Availability Zones (AZs), which comprise a Region and are composed of multiple data centers, demonstrate further compartmentalization. Locating AZs within the same Region allows for data replication that provides redundancy without a substantial impact on latency—an important benefit for financial institutions and other customers who need low latency to run applications. At the same time, we make sure that AZs are independent in order to ensure services remain available in the event of major incidents. AZs have independent physical infrastructure and are distant from each other to mitigate the effects of fires, floods, and other events. Many AWS services run autonomously within AZs; this means that if one AZ within a single Region loses power or connectivity, the other AZs in the Region are unaffected, or in the case of a software error, the risk of that error propagating is limited. AZ independence allows AWS to build Regional services using multiple AZs that, in turn, provide high availability to and resiliency for our customers.

In addition, AWS leverages another concept known as cell-based architecture. Cells are multiple instantiations of a service that are isolated from each other; these internal service structures are invisible to customers. In a cell-based architecture, resources and requests are partitioned into cells, which are capped in size.

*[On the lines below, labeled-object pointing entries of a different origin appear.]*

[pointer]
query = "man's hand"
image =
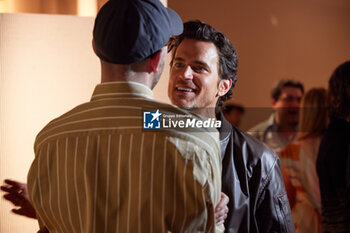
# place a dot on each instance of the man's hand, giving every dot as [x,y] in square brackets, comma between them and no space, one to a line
[17,193]
[221,210]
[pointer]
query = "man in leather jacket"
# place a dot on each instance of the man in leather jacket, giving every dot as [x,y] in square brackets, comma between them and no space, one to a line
[251,175]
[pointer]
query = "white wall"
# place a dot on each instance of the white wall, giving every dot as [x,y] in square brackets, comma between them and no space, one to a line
[47,66]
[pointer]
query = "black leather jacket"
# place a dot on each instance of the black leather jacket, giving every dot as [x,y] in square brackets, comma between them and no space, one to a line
[252,179]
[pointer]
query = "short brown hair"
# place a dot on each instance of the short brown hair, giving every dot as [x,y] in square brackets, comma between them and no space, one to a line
[313,118]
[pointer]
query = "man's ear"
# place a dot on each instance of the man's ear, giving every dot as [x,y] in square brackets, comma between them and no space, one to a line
[224,86]
[273,102]
[93,45]
[154,62]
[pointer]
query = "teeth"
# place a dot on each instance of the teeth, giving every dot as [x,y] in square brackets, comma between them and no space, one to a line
[184,89]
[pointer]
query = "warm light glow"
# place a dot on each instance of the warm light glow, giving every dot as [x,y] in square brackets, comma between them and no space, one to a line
[3,6]
[87,7]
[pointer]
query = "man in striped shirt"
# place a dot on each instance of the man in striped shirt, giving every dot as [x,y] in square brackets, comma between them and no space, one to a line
[97,170]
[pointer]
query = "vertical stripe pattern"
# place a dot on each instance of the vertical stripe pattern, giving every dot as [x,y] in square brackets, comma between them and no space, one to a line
[96,170]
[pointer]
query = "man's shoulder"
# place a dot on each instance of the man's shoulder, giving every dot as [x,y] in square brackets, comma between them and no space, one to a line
[256,152]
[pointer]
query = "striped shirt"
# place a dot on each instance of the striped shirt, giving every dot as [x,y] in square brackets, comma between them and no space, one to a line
[97,170]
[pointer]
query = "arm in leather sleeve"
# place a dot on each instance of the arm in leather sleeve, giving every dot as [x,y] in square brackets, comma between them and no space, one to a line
[273,213]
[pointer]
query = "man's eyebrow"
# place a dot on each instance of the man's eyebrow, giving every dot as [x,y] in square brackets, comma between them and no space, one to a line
[202,64]
[196,62]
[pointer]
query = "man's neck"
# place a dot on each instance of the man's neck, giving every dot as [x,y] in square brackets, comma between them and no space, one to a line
[206,112]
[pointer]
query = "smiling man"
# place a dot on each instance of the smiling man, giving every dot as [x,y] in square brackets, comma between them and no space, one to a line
[202,75]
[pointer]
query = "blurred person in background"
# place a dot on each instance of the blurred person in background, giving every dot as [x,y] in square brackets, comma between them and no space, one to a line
[233,113]
[299,162]
[333,163]
[280,129]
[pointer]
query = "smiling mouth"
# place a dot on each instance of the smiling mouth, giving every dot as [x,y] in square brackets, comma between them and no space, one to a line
[184,89]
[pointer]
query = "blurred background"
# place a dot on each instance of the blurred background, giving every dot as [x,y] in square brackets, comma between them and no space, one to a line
[45,43]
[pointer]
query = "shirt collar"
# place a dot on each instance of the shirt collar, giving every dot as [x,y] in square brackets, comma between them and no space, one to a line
[121,89]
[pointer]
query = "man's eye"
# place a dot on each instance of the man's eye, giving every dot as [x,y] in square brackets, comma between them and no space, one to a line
[199,69]
[178,65]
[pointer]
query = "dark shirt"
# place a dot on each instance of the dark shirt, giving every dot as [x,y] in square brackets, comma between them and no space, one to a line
[333,168]
[252,179]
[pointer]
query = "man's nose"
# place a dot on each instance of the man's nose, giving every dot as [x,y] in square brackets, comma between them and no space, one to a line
[187,73]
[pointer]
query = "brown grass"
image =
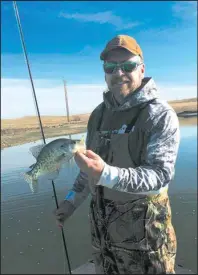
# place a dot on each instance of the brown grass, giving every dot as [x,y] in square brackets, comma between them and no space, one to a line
[26,129]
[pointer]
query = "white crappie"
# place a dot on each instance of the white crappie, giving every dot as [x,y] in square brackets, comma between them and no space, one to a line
[49,159]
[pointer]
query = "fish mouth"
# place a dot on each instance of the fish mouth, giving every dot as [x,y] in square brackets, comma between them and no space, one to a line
[74,141]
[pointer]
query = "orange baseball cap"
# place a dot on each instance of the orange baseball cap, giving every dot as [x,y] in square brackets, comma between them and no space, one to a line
[122,41]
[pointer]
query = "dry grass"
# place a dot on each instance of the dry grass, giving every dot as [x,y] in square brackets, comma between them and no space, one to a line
[26,129]
[189,105]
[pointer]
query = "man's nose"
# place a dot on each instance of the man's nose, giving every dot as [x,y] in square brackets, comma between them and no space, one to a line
[118,72]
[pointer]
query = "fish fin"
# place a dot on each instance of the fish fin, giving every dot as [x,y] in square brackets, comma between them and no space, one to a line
[33,183]
[53,175]
[32,166]
[35,150]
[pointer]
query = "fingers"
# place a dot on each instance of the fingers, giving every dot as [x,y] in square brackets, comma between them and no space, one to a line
[90,154]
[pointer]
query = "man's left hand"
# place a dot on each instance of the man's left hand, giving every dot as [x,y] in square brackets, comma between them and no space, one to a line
[90,163]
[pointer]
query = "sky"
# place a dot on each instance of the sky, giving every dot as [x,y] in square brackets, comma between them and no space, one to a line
[65,39]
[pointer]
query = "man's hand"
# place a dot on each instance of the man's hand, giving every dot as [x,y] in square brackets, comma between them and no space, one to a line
[90,163]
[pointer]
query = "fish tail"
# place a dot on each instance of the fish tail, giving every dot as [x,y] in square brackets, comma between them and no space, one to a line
[33,183]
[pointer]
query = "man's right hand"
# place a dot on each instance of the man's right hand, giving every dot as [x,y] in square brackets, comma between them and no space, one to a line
[64,211]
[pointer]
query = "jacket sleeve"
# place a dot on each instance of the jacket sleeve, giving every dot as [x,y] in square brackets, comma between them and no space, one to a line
[80,189]
[158,167]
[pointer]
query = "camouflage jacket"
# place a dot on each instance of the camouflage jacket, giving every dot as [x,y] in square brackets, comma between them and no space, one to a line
[161,124]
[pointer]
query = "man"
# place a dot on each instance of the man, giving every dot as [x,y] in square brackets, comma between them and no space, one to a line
[132,142]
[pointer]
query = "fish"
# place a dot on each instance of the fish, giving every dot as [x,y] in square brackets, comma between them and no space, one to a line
[50,158]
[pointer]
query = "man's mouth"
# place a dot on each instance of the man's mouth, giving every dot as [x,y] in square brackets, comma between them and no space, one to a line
[120,82]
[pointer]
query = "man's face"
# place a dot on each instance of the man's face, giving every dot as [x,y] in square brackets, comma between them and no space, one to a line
[122,83]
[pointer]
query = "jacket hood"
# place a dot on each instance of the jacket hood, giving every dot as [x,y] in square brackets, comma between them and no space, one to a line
[146,93]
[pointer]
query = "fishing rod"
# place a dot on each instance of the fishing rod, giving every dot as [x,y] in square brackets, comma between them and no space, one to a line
[39,118]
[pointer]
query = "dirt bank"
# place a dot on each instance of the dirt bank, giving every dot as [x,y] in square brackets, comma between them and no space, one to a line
[26,129]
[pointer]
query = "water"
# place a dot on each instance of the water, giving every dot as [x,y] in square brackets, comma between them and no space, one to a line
[30,240]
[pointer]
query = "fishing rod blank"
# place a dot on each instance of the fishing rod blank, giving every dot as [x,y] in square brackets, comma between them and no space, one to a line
[39,117]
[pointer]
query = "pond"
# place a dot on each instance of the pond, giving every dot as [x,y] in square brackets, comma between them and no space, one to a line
[30,239]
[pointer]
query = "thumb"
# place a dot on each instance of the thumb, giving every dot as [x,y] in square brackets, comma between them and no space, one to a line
[90,154]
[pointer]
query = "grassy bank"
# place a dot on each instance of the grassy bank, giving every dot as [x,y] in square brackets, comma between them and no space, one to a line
[26,129]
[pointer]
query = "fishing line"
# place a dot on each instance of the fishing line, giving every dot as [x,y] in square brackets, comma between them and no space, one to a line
[39,118]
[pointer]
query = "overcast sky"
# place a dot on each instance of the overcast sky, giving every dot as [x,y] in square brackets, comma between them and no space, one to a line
[64,39]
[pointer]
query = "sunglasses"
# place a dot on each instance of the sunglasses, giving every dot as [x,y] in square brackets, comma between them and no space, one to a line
[126,67]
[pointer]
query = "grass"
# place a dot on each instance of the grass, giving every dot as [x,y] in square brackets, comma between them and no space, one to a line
[26,129]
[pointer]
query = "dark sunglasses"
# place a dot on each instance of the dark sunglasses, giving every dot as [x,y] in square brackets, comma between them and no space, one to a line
[126,67]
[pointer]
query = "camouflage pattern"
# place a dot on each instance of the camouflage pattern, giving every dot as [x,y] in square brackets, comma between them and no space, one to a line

This design minimizes the chance that a disruption in one cell—for example, one subset of customers—would disrupt other cells. By reducing the blast radius of a given failure within a service based on cells, overall availability increases and continuity of service remains. A rough analogy is a set of watertight bulkheads on a ship: enough bulkheads, appropriately designed, can contain water in case the ship’s hull is breached and will allow the ship to remain afloat.

Incident management

Although the likelihood of such incidents is very low, AWS is prepared to manage large-scale events that affect our infrastructure and services. AWS becomes aware of incidents or degradations in service based on continuous monitoring through metrics and alarms, high-severity tickets, customer reports, and the 24x7x365 service and technical support hotlines.

In case of a significant event, an on-call engineer convenes a call with problem resolvers to analyze the event to determine if additional resolvers should be engaged. A call leader drives the group of resolvers to find the approximate root cause to mitigate the event. The relevant resolvers will perform the necessary actions to address the event.

After addressing troubleshooting, repair procedures, and affected components, the call leader will assign follow-up documentation and actions and end the call engagement. The call leader will declare the recovery phase complete after the relevant fix activities have been addressed.

The post mortem and deep root cause analysis of the incident will be assigned to the relevant team. Post-mortems are convened after any significant operational issue, regardless of external impact, and Correction of Errors (COE) documents are composed such that the root cause is captured and preventative actions may be taken for the future. Implementation of the preventative measures is tracked during weekly operations meetings.